I don’t think this will be the last film 79- year old Woody Allen will make, but if its is, he’s chosen to go out pitiless and ugly, as Robert Bresson did in L’Argent. A grim affair, the only thing I found amusing about it was seeing how many times he placed the actors in scenic Newport locations, even for one or two lines of dialogue, in order to get all of those cost-saving perks from the city.
His script editor – himself – is as strict as ever. Not one screen moment, not a word, extends a scene past its dramatic function. We follow characters whose lives are meant to embody the living concepts in his by-now familiar philosophy, but it still holds us because he casts his actors so perfectly. They can blithely discuss the meaning of the universe while ordering from a restaurant menu, but they are so particularized that we never hear the author’s voice, only their own.
His theme is familiar, but presented starkly, without the comic trappings he’s used before. But his conclusion is the same: the existence of genuine goodness in this world is as mysterious and unexplained as the existence of evil. At any time, choosing one over the other may be no more than a random act. There is an additional warning, however: it is dangerous to hold back from life because you’re waiting for the exact opportunity to discover your true nature, which will guide you for the future. The danger is, of course, that your “true nature” may be something you – and the rest of the world – will wish had stayed hidden.

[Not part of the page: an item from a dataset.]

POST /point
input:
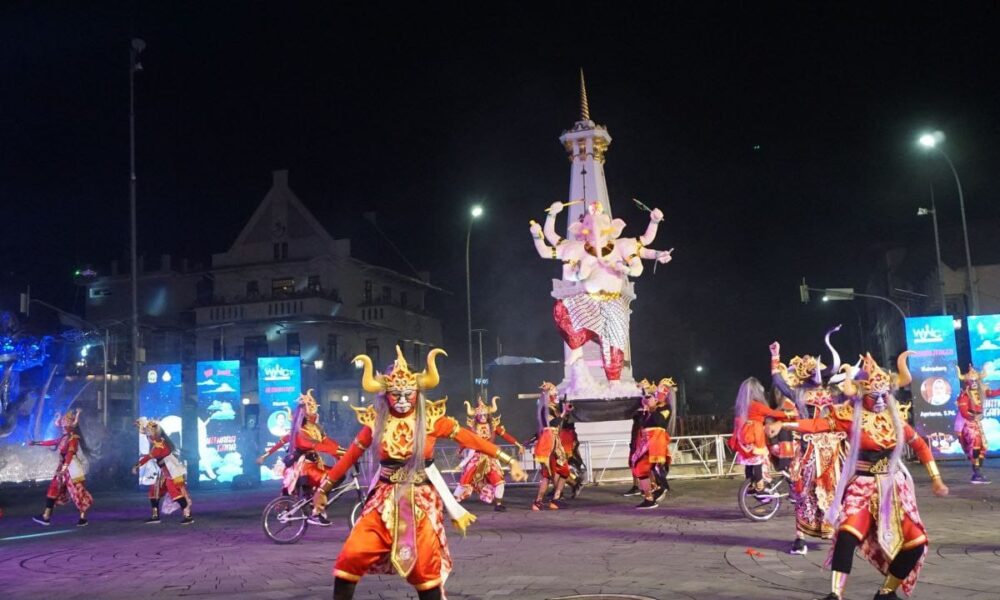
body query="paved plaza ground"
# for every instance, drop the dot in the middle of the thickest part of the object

But the bigger story, for me, is the astonishing Emma Stone. As a college student infatuated with her philosophy professor, played by Joachim Phoenix, she makes her character’s agonizing conversion to disillusionment, and eventual horror, the strongest element in the film. She seems to instinctively avoid falseness and vanity in her performance, which is remarkable in someone so young. Allen could not have chosen someone more sympathetic to his vision.